The Internet Protocol Version 6 (IPv6), formerly also called Internet Protocol next Generation (IPng), is a procedure standardized by the Internet Engineering Task Force (IETF) since 1998 for the transmission of data in packet-switched computer networks, especially the Internet. In these networks, data is sent in packets in which control information from various network protocols is interleaved around the actual user data according to a layer model. As a protocol of the network layer (layer 3 of the OSI model), IPv6 establishes 128-bit addressing of the network elements involved (computers or routers) within the Internet protocol family that is valid across subnets. It also regulates the process of packet forwarding between subnetworks (routing) using these addresses. The subnetworks can thus be operated with different lower-layer protocols that take account of their different physical and administrative conditions.

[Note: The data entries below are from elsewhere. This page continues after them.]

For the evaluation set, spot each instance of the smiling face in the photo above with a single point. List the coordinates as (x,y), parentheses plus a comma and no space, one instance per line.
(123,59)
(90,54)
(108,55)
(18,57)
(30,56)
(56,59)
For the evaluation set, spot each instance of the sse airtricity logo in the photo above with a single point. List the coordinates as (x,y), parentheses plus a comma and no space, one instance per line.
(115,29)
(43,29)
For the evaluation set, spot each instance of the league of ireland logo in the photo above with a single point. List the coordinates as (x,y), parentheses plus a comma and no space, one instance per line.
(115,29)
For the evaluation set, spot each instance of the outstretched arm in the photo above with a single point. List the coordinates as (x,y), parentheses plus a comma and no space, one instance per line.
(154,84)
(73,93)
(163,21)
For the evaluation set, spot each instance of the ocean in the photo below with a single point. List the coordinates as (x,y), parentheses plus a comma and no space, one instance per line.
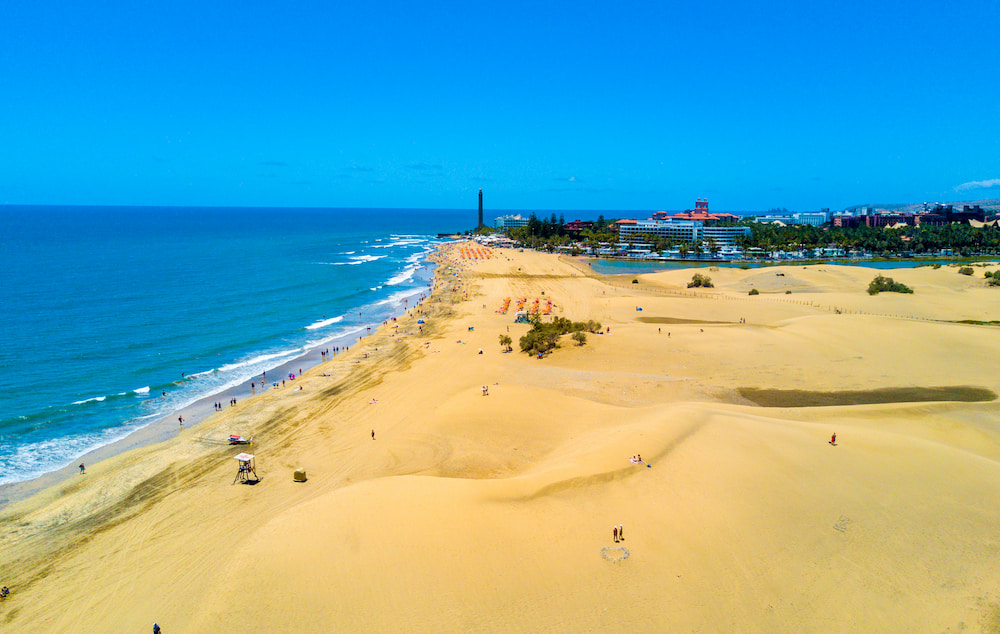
(114,317)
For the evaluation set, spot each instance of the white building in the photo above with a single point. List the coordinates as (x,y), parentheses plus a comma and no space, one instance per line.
(690,231)
(510,222)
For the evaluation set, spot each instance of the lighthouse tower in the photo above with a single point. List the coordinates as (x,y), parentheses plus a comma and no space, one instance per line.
(480,225)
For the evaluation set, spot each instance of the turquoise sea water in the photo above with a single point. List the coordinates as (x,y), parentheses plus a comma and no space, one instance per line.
(105,310)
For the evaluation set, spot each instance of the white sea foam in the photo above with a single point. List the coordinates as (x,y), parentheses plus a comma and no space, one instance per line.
(399,243)
(34,459)
(324,323)
(261,359)
(397,297)
(403,276)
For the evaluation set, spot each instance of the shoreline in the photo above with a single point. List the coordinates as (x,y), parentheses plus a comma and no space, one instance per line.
(197,412)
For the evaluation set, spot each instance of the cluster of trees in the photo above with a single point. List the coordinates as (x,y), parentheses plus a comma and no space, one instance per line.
(545,336)
(699,280)
(962,238)
(887,284)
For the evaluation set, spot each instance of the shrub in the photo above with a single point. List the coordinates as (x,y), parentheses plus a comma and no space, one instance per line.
(887,284)
(698,279)
(545,336)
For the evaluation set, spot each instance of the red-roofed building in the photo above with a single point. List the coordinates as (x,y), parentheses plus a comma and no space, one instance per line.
(577,226)
(616,225)
(699,213)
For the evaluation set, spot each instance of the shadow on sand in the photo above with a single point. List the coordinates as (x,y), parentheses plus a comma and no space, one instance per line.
(810,398)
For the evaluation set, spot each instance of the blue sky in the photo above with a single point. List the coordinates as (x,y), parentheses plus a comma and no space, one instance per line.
(559,105)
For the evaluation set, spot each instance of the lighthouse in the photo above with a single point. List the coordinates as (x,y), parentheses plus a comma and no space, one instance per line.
(480,225)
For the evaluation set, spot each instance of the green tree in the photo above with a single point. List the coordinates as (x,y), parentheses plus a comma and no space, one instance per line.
(505,342)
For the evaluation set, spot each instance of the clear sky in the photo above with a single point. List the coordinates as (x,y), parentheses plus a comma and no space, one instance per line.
(545,105)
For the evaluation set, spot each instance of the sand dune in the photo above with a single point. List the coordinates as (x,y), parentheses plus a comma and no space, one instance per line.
(494,513)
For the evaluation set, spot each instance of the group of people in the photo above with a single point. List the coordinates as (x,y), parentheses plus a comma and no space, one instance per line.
(218,404)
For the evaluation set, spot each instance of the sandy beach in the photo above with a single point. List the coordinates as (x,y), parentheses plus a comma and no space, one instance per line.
(494,513)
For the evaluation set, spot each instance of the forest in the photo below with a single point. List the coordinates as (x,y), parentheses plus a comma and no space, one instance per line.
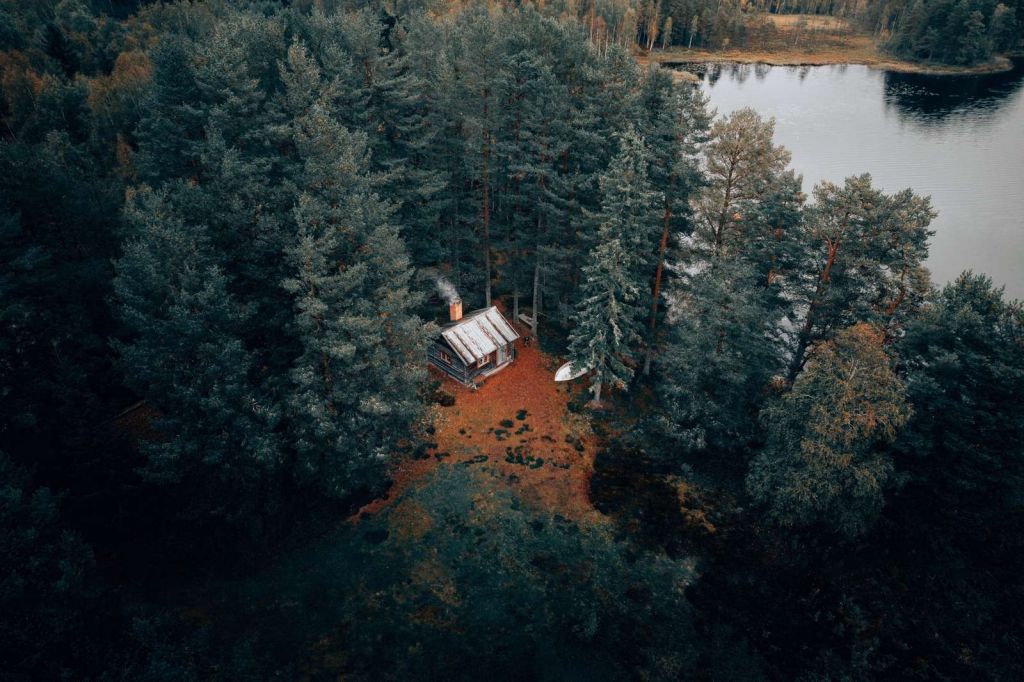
(222,225)
(945,32)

In the Internet, IPv6 is expected to replace version 4 of the Internet Protocol, which is still predominantly used at present, in the next few years, since it offers a significantly larger number of possible addresses that IPv4 threatens to exhaust. Critics fear that anonymity on the Internet will be pushed back by the more stable and far-reaching public addressing that is now possible. Supporters criticize the hesitant introduction of IPv6 in view of the expired IPv4 address allocation in all continents except Africa. Around 30% of Google accesses by users from Germany use IPv6 (as of April 2017).